FDA approved Incyte’s Jakifi™ (ruxolitinib) for the treatment of patients with intermediate or high-risk myelofibrosis (MF), including primary MF, post-polycythemia vera MF, and post-essential thrombocythemia MF. The firm says the oral JAK 1 and JAK2 inhibitor is the first FDA-approved drug for treating myelofibrosis, and the first JAK inhibitor to be approved for any indication.
Clearance by the U.S. drug regulator under a priority review program was granted ahead of the drug’s December 3 PDUFA date. The approval was based on data from two randomized Phase III trials, Comfort-I and Comfort-2, which confirmed that patients treated using Jakafi demonstrated signficant reductions in splenomegaly, together with improvements in symptoms. The placebo-controlled Comfort-1 study was carried out by Incyte in 309 patients, and showed that 41.9% of treated patients experienced a 35% or more reduction in spleen volume at 24 weeks. At this time point the percentage of patients with a greater than or equal to 50% improvement in Total Symptom Score was 45.9%.
The Comfort-II study was carried out by Incyte’s ex-U.S. partner, Novartis, in 219 patients. The results showed that Jakafi therapy resulted in 28.5% of patients experiencing a 35% or more reduction in spleen volume at 48 weeks.

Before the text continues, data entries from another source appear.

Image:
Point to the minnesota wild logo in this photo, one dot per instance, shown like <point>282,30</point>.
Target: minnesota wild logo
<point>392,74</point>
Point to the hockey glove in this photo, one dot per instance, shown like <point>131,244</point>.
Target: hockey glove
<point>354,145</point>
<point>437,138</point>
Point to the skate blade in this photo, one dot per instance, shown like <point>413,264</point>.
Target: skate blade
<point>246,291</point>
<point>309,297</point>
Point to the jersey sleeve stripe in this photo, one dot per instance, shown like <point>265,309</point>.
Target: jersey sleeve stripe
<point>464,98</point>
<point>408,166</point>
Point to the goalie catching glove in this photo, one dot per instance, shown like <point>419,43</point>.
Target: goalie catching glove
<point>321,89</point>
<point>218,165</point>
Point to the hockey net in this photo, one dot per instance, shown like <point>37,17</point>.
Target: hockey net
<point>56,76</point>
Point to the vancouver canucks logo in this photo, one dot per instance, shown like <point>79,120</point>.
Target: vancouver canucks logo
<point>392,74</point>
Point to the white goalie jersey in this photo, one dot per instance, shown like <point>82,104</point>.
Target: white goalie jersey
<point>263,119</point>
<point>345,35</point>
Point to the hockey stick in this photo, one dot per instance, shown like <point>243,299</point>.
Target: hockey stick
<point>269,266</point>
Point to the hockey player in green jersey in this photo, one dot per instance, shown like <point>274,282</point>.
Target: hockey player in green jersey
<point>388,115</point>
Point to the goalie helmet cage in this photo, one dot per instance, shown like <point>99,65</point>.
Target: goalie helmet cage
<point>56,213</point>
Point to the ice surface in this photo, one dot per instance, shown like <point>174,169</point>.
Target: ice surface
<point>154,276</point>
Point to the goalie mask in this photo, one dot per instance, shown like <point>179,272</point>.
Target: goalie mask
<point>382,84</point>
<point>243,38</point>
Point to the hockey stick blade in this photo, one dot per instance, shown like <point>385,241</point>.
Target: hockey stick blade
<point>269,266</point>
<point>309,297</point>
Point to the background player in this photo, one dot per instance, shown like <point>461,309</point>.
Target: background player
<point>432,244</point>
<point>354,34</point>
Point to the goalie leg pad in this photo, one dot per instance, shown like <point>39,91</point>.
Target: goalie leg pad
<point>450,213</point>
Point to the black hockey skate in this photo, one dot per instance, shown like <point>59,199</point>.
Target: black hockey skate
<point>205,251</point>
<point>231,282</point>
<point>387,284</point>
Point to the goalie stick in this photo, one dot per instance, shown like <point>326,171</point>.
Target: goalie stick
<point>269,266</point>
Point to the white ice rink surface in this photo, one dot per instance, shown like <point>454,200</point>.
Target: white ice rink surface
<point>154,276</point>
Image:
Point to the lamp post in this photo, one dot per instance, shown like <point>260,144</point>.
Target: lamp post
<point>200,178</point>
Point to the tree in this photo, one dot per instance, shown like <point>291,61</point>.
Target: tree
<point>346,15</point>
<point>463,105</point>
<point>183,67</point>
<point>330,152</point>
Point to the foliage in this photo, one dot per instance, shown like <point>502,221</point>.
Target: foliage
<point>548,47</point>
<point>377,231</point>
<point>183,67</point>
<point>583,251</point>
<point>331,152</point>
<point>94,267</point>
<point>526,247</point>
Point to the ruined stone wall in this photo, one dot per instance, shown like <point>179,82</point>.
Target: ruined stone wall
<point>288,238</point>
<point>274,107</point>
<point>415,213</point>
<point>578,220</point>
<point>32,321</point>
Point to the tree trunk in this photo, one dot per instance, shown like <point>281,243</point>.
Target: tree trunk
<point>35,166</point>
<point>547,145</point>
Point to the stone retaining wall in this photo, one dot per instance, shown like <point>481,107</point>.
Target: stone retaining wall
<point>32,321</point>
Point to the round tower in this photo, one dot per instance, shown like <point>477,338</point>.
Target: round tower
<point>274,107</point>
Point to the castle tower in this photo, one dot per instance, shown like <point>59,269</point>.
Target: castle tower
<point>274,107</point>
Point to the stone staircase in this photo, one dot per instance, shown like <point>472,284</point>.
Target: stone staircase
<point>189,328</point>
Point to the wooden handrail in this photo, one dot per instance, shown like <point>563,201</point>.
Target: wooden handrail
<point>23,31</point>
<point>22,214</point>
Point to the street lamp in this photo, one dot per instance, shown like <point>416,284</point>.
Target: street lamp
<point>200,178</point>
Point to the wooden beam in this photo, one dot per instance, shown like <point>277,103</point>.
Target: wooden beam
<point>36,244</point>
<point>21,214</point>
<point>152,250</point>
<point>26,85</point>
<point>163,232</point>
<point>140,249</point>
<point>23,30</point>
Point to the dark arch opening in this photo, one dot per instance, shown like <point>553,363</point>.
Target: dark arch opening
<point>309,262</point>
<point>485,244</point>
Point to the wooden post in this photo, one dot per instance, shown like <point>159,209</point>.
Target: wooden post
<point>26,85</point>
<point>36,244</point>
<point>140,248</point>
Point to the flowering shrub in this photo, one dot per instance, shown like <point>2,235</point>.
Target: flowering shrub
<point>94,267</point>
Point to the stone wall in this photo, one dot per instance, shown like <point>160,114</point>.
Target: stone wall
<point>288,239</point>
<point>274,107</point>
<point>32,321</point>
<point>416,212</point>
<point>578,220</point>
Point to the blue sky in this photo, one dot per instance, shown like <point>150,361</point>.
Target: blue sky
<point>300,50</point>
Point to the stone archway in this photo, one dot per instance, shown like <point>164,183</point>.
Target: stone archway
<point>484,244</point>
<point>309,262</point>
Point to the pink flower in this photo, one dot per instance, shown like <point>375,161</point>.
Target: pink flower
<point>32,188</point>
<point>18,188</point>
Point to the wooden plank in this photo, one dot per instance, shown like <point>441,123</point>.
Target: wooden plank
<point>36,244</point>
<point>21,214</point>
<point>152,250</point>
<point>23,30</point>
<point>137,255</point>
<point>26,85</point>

“FDA approval of Jakafi has the potential to transform the way we treat myelofibrosis,” comments Srdan Verstovsek, M.D., associate professor at the University of Texas MD Anderson Cancer Center Division of Medicine’s Department of Leukemia, who was principal investigator for Comfort-1. “In this Phase III clinical trial, we observed significant reductions in spleen size and significant improvements in symptoms. Importantly, these benefits were achieved early on, most within a month, and tended to be durable during treatment.”
Ruzolitinib is separately undergoing a randomized Phase II study as combination with capecitabine as a therapy for recurrent or treatment-refractory metastatic pancreatic cancer. An investigator-sponsored study in patients with lymphoma has also been initiated, along with multiple investigator-sponsored studies in adult and pediatric patients with advanced hematologic malignancies and solid tumors.
Incyte teamed up with Novartis to develop ruxolitinib back in 2009. Under terms of the deal, Novartis has exclusive rights to develp the commercialize the drug in all hematology-oncology indications outside the U.S.